Son conscientes de dos cosas: la primera, que en Ucrania se ha consumado una nueva derrota de la OTAN. Una derrota aún más dolorosa por haberse producido ante su peor pesadilla: Moscú, su poderío militar, su resiliencia y dinamismo económico, su red de alianzas y su capacidad para obtener la solidaridad de todo el bloque de los BRICS.

Sobre todo, queda claro que el avance de la OTAN hacia Asia es un tema cerrado de una vez por todas y haber sumado a Suecia y Finlandia (que ya colaboraban con la OTAN) a su Alianza es un consuelo mínimo frente a una derrota política y militar de dimensiones históricas.

Para Trump, entonces, se trata de sacar a Ucrania de su agenda política. Lo que podía obtener retirándose ya lo ha conseguido con el acuerdo sobre las tierras raras ucranianas. No puede obtener más, por lo que intenta dejar de gastar y evitar cargar con la imagen de la derrota. La oposición de Zelensky a la paz, respaldado por la UE, lo ha irritado, y si dice querer apoyar a Ucrania es precisamente para poder deshacerse de Zelensky sin tener que asumir la responsabilidad de la derrota. Pero un personaje detestado por los enemigos y cuestionado por los amigos no favorece el intento de EE.UU. de salir de Ucrania minimizando los daños.

Cabe decir que Zelensky es ya un personaje desgastado, carente del aura de resistente y claramente en el papel de Dead Man Walking. Es evidente que el fin de la guerra para Moscú coincide con la salida de Zelensky y de la cúpula militar y de los servicios de inteligencia del gobierno de Kiev, y Trump pretende facilitar la concreción de estas condiciones previas impuestas por Putin.

Por supuesto, el reconocimiento de una derrota no significa renunciar a golpear a Rusia mediante el desencadenamiento de guerras y conflictos de diversa índole en sus fronteras, dentro de su órbita geopolítica. Moldavia es el nuevo país en el que la OTAN apuesta para una próxima guerra, tal vez provocada con un ataque a Transnistria que sin duda provocaría una reacción de Moscú. La idea, en resumen, no es derrotar a Moscú que no está a su alcance, sino mantener a Rusia en un estado de guerra permanente que limite su crecimiento económico y pueda minar el consenso hacia Putin.
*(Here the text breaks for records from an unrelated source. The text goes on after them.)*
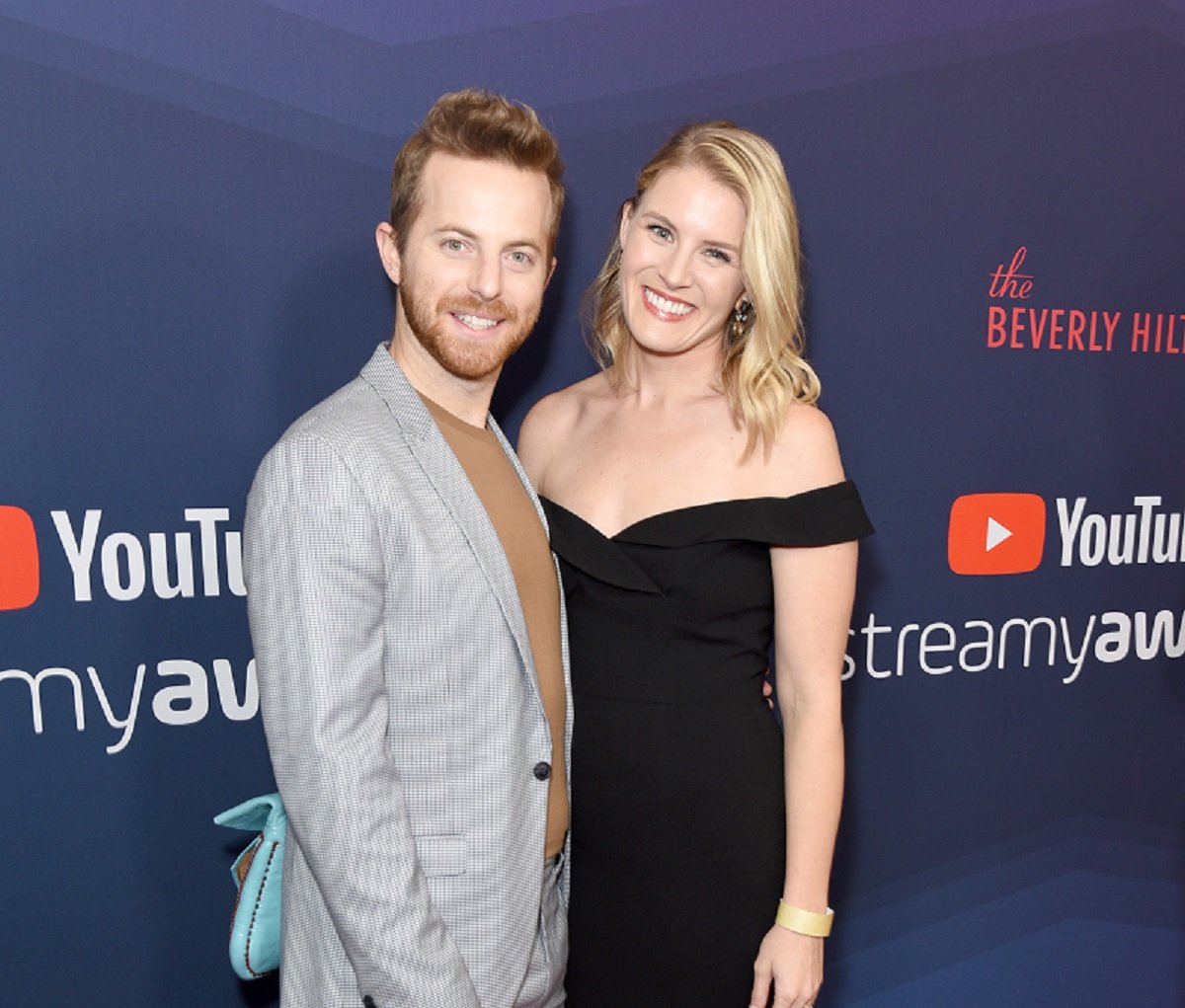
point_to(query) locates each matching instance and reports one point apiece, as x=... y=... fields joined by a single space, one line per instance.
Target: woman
x=699 y=509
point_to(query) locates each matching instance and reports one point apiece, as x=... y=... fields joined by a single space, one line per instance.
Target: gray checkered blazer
x=401 y=706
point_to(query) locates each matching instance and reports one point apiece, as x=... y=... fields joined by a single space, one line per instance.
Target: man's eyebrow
x=465 y=232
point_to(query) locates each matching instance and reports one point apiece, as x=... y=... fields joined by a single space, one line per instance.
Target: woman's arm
x=813 y=592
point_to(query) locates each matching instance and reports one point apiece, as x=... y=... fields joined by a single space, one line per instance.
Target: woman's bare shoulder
x=806 y=452
x=550 y=422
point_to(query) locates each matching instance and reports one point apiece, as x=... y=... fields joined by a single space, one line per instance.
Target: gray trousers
x=543 y=987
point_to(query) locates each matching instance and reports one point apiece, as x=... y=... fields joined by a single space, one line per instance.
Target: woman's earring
x=744 y=316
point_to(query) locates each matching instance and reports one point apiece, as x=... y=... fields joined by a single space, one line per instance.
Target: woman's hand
x=793 y=964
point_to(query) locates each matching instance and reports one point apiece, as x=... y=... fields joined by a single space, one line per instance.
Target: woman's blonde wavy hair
x=763 y=368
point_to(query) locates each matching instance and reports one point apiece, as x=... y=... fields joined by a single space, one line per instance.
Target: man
x=407 y=618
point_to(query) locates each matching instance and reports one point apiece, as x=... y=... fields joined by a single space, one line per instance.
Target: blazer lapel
x=451 y=485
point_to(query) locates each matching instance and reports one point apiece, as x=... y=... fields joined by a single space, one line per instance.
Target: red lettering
x=1038 y=328
x=1141 y=326
x=1111 y=321
x=1011 y=282
x=995 y=332
x=1055 y=328
x=1017 y=328
x=1075 y=330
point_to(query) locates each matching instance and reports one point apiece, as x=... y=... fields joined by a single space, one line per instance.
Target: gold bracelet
x=804 y=922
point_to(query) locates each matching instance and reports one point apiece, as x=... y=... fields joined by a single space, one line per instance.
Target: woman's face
x=680 y=262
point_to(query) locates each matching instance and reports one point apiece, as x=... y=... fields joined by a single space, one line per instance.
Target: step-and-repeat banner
x=993 y=215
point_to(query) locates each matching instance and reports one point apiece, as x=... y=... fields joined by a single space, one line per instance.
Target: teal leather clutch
x=259 y=877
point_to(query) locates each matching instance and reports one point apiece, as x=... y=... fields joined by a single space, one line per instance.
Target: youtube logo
x=21 y=579
x=995 y=533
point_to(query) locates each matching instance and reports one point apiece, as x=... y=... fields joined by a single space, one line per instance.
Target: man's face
x=474 y=263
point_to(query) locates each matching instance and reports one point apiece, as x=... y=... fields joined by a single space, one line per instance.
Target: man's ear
x=389 y=251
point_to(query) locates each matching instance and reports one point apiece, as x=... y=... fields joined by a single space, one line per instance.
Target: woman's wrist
x=804 y=922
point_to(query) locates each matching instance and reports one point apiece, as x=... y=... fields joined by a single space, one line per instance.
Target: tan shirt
x=516 y=523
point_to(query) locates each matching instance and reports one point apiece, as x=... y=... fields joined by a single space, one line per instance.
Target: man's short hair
x=485 y=126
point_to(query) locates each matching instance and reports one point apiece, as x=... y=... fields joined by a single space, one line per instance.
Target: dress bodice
x=690 y=590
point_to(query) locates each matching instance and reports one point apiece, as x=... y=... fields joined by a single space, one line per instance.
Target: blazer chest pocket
x=441 y=854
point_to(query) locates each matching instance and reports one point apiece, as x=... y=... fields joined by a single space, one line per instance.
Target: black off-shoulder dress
x=678 y=810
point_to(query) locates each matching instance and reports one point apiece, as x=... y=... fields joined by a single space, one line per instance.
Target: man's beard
x=469 y=359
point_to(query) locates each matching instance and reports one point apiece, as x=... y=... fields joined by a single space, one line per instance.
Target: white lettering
x=35 y=692
x=134 y=555
x=129 y=723
x=988 y=644
x=1076 y=659
x=158 y=550
x=207 y=519
x=80 y=552
x=1148 y=645
x=924 y=647
x=1029 y=626
x=185 y=704
x=1115 y=645
x=224 y=679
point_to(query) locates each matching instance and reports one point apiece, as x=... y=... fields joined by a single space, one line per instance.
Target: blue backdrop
x=992 y=209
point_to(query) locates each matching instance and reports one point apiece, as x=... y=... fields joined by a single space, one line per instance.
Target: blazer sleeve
x=315 y=600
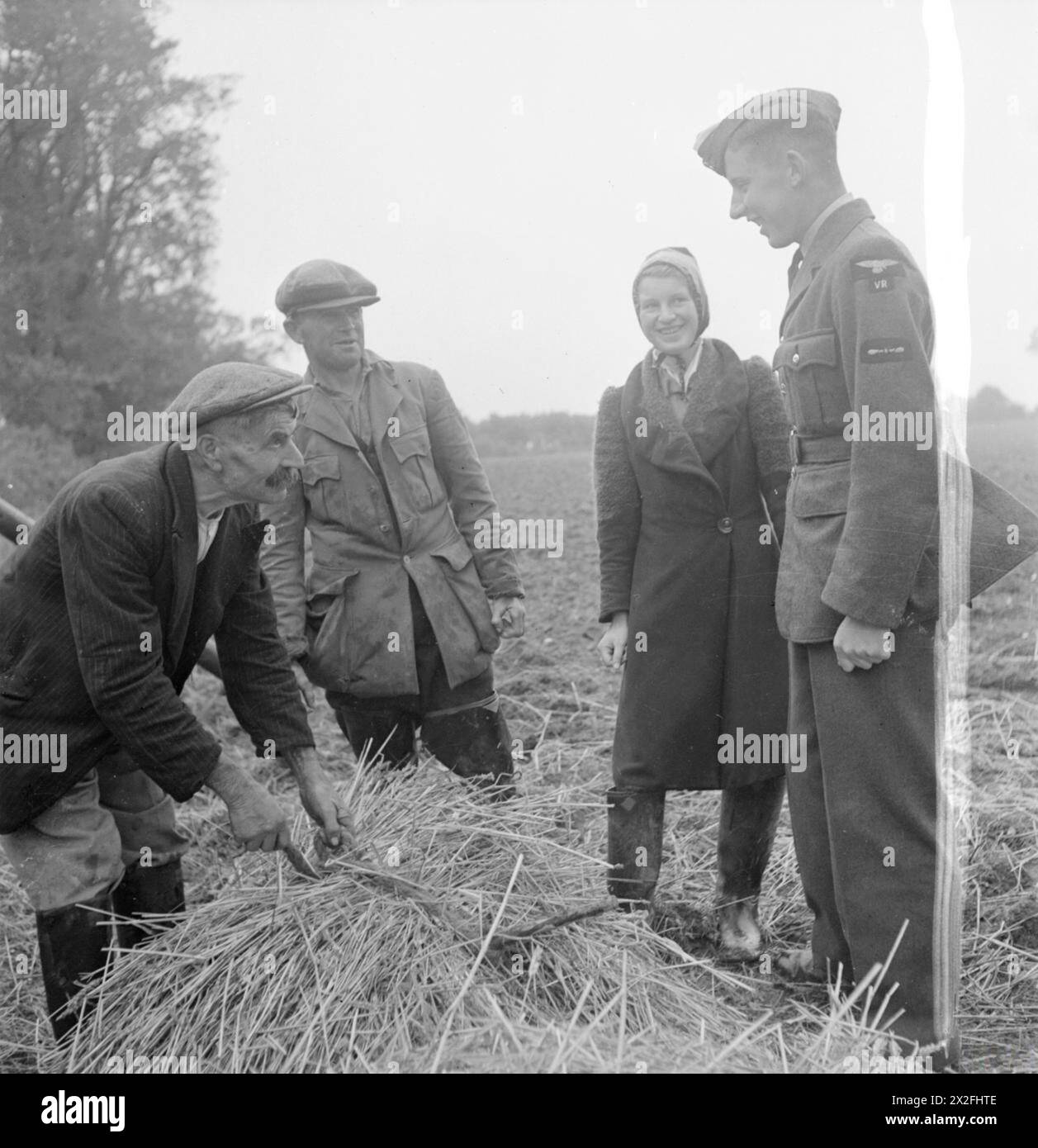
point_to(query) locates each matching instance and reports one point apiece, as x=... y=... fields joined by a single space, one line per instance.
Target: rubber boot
x=474 y=744
x=634 y=844
x=73 y=942
x=147 y=889
x=746 y=833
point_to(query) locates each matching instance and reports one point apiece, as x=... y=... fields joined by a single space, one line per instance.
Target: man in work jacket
x=858 y=592
x=103 y=614
x=403 y=610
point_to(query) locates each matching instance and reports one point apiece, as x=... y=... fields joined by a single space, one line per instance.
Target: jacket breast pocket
x=329 y=629
x=820 y=491
x=324 y=489
x=414 y=453
x=812 y=382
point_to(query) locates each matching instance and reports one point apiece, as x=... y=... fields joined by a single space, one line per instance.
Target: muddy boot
x=147 y=889
x=476 y=745
x=746 y=833
x=73 y=942
x=635 y=844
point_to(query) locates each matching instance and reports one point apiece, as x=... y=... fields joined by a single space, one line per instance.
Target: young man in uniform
x=858 y=594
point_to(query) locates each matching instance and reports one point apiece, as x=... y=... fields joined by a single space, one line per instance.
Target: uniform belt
x=806 y=449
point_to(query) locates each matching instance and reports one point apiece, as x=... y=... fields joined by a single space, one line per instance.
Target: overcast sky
x=500 y=168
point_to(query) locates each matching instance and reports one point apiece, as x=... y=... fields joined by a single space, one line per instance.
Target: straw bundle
x=461 y=937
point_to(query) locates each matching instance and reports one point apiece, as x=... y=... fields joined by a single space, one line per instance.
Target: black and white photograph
x=518 y=547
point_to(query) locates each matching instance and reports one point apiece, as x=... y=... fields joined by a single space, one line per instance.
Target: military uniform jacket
x=353 y=617
x=105 y=613
x=862 y=524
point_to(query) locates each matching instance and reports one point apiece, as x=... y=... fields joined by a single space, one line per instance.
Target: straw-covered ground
x=438 y=946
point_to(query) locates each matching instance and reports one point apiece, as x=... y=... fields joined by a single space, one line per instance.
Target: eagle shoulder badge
x=879 y=274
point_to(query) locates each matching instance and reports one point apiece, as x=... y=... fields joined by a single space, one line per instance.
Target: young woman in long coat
x=688 y=453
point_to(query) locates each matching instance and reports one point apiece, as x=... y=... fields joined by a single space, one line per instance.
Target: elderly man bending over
x=103 y=615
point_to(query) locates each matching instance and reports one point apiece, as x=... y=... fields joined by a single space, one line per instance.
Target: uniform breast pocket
x=414 y=453
x=811 y=380
x=324 y=489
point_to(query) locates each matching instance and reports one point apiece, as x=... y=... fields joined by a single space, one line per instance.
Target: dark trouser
x=746 y=833
x=873 y=841
x=462 y=726
x=109 y=842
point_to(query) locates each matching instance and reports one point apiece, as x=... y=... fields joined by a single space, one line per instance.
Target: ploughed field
x=449 y=991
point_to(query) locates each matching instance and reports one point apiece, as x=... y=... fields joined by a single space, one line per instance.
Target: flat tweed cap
x=785 y=105
x=231 y=388
x=320 y=284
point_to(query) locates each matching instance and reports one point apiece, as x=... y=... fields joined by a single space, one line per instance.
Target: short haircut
x=815 y=140
x=237 y=427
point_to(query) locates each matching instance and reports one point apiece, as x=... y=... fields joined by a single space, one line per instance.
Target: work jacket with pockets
x=352 y=619
x=103 y=614
x=862 y=515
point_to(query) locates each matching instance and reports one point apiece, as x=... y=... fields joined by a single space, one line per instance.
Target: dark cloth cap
x=320 y=284
x=785 y=105
x=232 y=388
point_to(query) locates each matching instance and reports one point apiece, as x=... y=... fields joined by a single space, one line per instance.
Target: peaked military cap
x=785 y=105
x=320 y=284
x=232 y=388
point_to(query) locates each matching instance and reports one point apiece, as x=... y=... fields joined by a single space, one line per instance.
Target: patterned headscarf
x=681 y=261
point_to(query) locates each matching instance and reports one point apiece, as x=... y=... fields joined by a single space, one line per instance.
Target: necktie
x=794 y=267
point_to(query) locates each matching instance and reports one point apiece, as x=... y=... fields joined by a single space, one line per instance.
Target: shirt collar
x=815 y=227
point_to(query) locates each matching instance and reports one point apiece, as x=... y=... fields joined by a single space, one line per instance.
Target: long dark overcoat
x=105 y=613
x=685 y=548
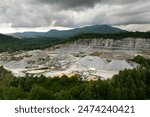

Una Rusia en guerra permanente sufriría económicamente, perdería parte de su margen de acción política internacional, y un nuevo conflicto en sus fronteras es considerado por EE.UU. útil para limitar la presencia fuerte del Kremlin en Libia y el resto de África.

Una estrategia más estúpida que ambiciosa, ya que las condiciones militares no están al alcance de Washington y tampoco es seguro que la paciencia rusa sea infinita, especialmente frente al Cuarto Reich instalado en Berlín y sus satélites bálticos. Golpear a Rusia para debilitar su alianza estratégica con China sigue siendo el mantra de Occidente, pero corre el riesgo de acumular derrota tras derrota y terminar en un callejón sin salida, donde el eco de su creciente irrelevancia se convierta en una costumbre tan ruidosa como devastadora.